Au démarrage, le mouvement se présentait et vivait en totale auto organisation. Les AG se déroulaient sans tribune sans pour autant donner un chaos total. La liste des revendications ne se limitait pas à un simple refus du CPE mais à la totalité de la loi sur l’égalité des chances et notre rapport au travail. Mais les « structurateurs » sont arrivés au galop et ont repris les choses en main. L’auto-organisation qui faisait la force initiale du mouvement s’est retrouvée moulée dans un comité de grève légitime. Non-respect de mandats, délégués accrochés à leur poste, formation de SO digne des forces de l’ordre, etc. Pour autant, les AG sont tout de même restées en quelque sorte un lieu de débats et de décision d’actions.
Jusqu’au lundi 10 avril, cette nouvelle forme d’AG a rétréci le champ des revendications au retrait du CPE. Les déclarations de « remise en cause » (les mots retrait, abrogation et suspension n’ont pas été utilisés) par le gouvernement de l’article 8 portant sur le CPE n’ont en rien apaisé le mouvement qui finalement a réélargi la base des revendications en y ajoutant la solidarité avec les inculpés lors de mouvements sociaux (loi Fillon, « émeutes » de novembre, etc.), le retrait du CNE et de la loi sur l’égalité des chances dans sa globalité.
Pour en revenir à la création d’un comité de grève, plusieurs propositions alternatives avaient été faites dont celle de la création de comités fonctionnant sur la base de la motivation et à effectif non limité.

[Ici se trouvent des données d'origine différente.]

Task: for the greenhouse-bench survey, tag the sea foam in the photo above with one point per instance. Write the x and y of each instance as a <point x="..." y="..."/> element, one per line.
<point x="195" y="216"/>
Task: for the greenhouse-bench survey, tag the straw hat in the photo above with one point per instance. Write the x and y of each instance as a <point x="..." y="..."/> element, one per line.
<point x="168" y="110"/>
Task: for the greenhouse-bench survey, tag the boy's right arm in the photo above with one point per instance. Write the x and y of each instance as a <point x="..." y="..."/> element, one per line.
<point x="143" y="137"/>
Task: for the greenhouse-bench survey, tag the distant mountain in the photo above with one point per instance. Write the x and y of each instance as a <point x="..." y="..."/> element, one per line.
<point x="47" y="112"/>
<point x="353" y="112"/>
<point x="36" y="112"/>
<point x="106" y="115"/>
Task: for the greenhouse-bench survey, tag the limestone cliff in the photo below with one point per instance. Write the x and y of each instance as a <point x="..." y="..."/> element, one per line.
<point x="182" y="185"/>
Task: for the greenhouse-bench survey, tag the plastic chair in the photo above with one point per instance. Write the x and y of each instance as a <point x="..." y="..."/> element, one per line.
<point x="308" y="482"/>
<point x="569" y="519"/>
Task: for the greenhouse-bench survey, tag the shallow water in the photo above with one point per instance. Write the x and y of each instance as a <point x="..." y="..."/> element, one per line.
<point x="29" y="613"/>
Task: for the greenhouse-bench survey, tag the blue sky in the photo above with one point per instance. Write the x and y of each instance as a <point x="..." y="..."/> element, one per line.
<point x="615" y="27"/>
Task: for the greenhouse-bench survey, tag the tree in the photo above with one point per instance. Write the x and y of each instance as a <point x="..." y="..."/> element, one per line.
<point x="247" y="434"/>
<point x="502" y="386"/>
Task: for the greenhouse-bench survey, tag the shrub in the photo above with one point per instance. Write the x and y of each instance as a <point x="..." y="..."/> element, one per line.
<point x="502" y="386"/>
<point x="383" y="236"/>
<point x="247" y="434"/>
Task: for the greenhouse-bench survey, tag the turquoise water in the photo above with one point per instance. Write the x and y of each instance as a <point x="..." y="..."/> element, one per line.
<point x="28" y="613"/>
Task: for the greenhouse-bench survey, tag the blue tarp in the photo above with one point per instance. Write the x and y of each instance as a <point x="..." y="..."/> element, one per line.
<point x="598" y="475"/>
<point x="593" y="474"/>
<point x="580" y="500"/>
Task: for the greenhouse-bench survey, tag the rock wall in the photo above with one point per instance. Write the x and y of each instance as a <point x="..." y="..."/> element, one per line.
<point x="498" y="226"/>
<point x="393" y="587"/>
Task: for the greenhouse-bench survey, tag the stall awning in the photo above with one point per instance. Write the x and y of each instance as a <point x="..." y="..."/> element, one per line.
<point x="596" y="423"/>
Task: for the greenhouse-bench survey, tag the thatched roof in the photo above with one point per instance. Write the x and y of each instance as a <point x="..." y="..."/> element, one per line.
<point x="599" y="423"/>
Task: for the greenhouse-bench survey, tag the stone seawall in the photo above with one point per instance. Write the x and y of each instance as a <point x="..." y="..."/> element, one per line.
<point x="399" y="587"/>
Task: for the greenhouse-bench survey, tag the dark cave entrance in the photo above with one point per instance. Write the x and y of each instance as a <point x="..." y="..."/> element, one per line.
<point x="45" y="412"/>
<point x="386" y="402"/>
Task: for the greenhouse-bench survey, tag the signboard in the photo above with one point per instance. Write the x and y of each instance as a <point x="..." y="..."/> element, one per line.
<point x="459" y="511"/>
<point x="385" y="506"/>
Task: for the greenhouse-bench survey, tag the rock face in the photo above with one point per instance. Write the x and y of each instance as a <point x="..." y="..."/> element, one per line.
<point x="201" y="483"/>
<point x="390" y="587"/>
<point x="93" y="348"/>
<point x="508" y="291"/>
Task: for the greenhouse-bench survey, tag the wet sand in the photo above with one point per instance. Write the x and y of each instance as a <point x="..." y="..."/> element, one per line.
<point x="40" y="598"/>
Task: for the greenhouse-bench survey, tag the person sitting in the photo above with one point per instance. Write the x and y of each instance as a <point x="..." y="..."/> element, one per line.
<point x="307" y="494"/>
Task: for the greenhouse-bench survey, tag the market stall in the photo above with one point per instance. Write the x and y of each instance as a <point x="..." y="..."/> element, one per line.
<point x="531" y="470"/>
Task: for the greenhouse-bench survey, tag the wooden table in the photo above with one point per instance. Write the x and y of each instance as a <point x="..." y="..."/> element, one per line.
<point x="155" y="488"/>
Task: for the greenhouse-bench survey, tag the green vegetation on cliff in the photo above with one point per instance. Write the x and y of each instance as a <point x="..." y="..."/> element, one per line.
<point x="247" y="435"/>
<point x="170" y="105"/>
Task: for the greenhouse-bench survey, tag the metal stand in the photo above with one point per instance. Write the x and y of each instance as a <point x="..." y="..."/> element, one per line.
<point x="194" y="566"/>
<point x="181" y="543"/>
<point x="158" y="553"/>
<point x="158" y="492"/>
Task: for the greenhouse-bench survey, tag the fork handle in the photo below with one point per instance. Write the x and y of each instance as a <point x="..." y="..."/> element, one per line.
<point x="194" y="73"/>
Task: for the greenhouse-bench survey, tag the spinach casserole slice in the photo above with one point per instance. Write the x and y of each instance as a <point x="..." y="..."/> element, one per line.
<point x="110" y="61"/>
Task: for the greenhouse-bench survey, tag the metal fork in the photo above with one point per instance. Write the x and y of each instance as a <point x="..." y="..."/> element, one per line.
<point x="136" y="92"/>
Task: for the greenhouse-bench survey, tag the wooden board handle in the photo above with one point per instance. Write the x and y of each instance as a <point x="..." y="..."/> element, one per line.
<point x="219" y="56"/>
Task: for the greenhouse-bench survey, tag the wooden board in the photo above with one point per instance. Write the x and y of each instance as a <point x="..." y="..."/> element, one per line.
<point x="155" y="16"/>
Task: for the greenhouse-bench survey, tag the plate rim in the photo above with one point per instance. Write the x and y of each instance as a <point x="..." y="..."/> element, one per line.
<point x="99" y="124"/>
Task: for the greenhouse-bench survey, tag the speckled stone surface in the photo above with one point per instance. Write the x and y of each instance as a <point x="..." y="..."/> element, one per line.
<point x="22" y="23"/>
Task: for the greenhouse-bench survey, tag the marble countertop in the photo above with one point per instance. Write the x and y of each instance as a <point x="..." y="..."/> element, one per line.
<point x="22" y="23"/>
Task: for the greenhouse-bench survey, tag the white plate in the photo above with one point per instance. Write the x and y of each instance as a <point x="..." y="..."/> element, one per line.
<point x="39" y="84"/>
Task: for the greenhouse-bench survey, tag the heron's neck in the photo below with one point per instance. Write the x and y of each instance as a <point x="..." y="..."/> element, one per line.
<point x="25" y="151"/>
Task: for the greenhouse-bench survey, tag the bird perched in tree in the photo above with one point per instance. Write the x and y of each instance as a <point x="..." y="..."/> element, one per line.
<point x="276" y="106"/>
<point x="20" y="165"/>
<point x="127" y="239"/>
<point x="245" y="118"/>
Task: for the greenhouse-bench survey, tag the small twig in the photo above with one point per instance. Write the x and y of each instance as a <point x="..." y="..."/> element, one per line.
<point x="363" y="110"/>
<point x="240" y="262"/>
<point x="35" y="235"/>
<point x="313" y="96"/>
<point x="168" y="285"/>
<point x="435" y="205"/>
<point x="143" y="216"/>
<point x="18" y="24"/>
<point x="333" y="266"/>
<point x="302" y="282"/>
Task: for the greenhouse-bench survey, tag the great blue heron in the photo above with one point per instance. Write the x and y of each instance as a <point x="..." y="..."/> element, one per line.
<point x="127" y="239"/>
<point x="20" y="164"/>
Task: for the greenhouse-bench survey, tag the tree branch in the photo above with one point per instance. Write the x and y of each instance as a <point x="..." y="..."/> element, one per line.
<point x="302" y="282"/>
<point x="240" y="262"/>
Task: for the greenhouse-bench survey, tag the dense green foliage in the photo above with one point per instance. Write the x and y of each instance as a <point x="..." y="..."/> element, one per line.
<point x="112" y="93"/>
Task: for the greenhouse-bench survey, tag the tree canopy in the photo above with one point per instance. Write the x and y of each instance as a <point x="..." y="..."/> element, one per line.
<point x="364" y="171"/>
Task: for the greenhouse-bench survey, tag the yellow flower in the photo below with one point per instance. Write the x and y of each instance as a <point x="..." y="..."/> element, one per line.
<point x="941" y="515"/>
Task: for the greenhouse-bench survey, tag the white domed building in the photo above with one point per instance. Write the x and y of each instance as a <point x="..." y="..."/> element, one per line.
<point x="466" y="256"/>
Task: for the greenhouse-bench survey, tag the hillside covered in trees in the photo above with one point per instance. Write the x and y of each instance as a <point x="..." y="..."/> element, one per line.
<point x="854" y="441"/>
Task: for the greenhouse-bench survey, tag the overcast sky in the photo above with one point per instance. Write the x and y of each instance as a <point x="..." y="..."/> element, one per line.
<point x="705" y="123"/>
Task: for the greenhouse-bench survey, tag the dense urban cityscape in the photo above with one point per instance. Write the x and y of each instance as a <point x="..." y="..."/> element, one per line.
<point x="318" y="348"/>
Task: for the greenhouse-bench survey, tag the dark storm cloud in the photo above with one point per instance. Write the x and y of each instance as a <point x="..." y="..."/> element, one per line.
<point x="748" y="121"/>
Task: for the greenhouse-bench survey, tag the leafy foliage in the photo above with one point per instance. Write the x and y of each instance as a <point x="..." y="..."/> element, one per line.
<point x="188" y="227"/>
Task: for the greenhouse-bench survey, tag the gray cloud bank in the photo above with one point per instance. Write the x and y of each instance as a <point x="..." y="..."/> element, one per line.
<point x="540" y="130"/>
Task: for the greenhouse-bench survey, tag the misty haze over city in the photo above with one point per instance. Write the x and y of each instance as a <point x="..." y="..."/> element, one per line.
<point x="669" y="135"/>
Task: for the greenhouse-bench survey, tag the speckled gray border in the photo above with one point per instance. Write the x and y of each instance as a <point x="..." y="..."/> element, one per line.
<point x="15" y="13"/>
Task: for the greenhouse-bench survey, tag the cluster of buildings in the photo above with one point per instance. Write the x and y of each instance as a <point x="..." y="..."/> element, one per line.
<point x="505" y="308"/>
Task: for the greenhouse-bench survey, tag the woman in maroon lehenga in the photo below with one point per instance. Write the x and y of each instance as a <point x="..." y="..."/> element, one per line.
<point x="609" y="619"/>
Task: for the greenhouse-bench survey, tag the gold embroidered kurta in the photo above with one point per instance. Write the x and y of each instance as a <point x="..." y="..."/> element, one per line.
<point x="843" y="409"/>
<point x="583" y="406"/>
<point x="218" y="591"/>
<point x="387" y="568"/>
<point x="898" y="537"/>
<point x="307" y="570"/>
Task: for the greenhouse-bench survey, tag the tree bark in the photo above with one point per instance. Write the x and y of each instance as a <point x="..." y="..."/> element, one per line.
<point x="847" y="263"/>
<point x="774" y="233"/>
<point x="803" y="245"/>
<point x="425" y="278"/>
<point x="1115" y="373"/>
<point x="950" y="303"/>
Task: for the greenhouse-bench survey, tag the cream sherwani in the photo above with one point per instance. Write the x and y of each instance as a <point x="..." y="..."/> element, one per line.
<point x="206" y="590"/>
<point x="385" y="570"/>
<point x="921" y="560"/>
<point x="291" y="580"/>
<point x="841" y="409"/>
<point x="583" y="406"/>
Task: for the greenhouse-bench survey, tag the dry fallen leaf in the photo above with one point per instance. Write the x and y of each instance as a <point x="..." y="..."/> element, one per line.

Ces comités auraient eu divers thèmes: recherche d’actions, décorations, réflexion, etc. Le grand avantage de cette solution est que les personnes y venant sont pleinement investies dans le fonctionnement interne, l’autogestion y est pratiquée sans limitation, chacun peut trouver sa place dans le mouvement. Ce type de comité ne retire en rien à l’AG sa souveraineté puisqu’il s’agit d’une force de propositions et d’actions faisant vivre le mouvement.
Les lycéennes et les lycéens sont aussi partie prenante dans la vie du mouvement. De nouvelles formes de lutte collectives sont mises en place. Cela faisait un moment qu’il n’y avait pas eu autant de blocages et d’occupation dans les lycées rouennais. La mobilisation lycéenne est un des moteurs des luttes. La capacité de mobilisation y est grande malgré quelques cafouillages et récupérations. C’est en partie grâce à la spontanéité lycéenne qu’ont pu partir de véritables manifs sauvages, court-circuitant les polices syndicales et nationales.
On a pu voir dans ces manifs auto organisées des comportements de solidarité entre manifestants: une organisation défensive renvoyant systématiquement les palets de lacrymogène à la gueule de ceux que certains (la gauche révolutionnaire par exemple) nomment les « ouvriers en uniforme », la poursuite d’agents de la BAC pour libérer un
copain, des manifestants se transformant en infirmiers et infirmières afin d’apporter les premiers soins aux personnes gazées et matraquées.
Aucun de ces comportements n’a été décidé en AG, ces personnes n’avaient aucun mandat pour le faire, ils sont juste le signe d’une volonté d’union et de solidarité. On peut aussi remarquer que les personnes en faisant acte ne faisaient partie d’aucun SO, ceux-ci décrétant la fin de manif dès l’arrivée de la milice d’État et quittant à toutes jambes le théâtre des opérations en laissant seuls collégiens, lycéens, étudiants, salariés, précaires.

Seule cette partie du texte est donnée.